Contratação irregular de escritório de advocacia é alvo de ação do MP
Por
entender irregular a contratação do escritório de advocacia Bueno
Advogados Associados SS, pela prefeitura de Rio Verde, o promotor Paulo
Eduardo Penna Prado, em substituição na 4ª Promotoria de Justiça daquele
município, propôs no ação civil pública por ato de improbidade
administrativa contra o sócio majoritário da empresa, advogado Áriton
Bueno da Silva, à época também servidor público municipal.
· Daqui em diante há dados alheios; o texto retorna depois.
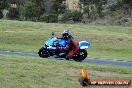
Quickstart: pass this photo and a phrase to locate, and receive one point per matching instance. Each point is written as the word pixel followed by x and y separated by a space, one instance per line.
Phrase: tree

O escritório
foi contratado, por licitação, para serviços de acompanhamento da
apuração do Índice de Participação dos Municípios e de recuperação de
receitas oriundas de transferências do ICMS.
Segundo
o promotor, o processo licitatório que resultou na contratação do
escritório está repleto de irregularidades. Uma delas é o fato de que
Áriton Bueno era servidor municipal desde 2001 e ocupava o cargo de
diretor do Programa de Índice de Participação Tributária quando a sua
empresa, Bueno Advogados Associados SS, única a participar, ganhou a
licitação, realizada em 9 de janeiro de 2005. Logo após, em 1º de
fevereiro, Áriton pediu exoneração de seu cargo público. Outro fato
levantado pelo promotor é que a empresa, da qual o réu detinha 97,5% das
cotas, foi registrada menos de dois meses antes da prefeitura de Rio
Verde realizar a licitação.
O
valor cobrado para realização dos serviços, de R$ 300 mil por um ano de
contrato, também não foi precedido de estudo técnico ou de mercado que
justificasse a alta quantia. O prefeito à época, Paulo Roberto Cunha,
ainda autorizou a realização de dois termos aditivos, prolongando o
contrato original até março de 2007, no valor total de mais R$ 375 mil.
Em fevereiro de 2007, a
Secretaria Municipal da Fazenda abriu nova licitação para o mesmo
serviço até dezembro de 2008 e novamente a Bueno Advogados Associados
SS, única a participar, foi contratada por outros R$ 577,5 mil.
O
promotor Paulo Penna Prado afirma que, entre outros, estes fatos
demonstram a ocorrência de vícios insanáveis na contratação do
escritório, representado por Áriton Bueno, e que ele recebeu quantias
vultosas entre 2005 e 2008 como contraprestação de serviços que
guardavam estreita relação às suas atribuições enquanto no exercício da
função pública.
Em
seu pedido ao Judiciário, o promotor requer a citação de Áriton para
oferecer defesa no prazo de 15 dias e a intimação do município de Rio
Verde, na pessoa do prefeito. O Ministério Público pede a condenação e
requer ainda o pagamento de multa civil correspondente ao dobro do valor
fraudulentamente contratado; perda de funções públicas, caso exerça
cargo atualmente; suspensão dos direitos políticos por oito anos e
proibição de contratar com o poder público pelo prazo de cinco anos.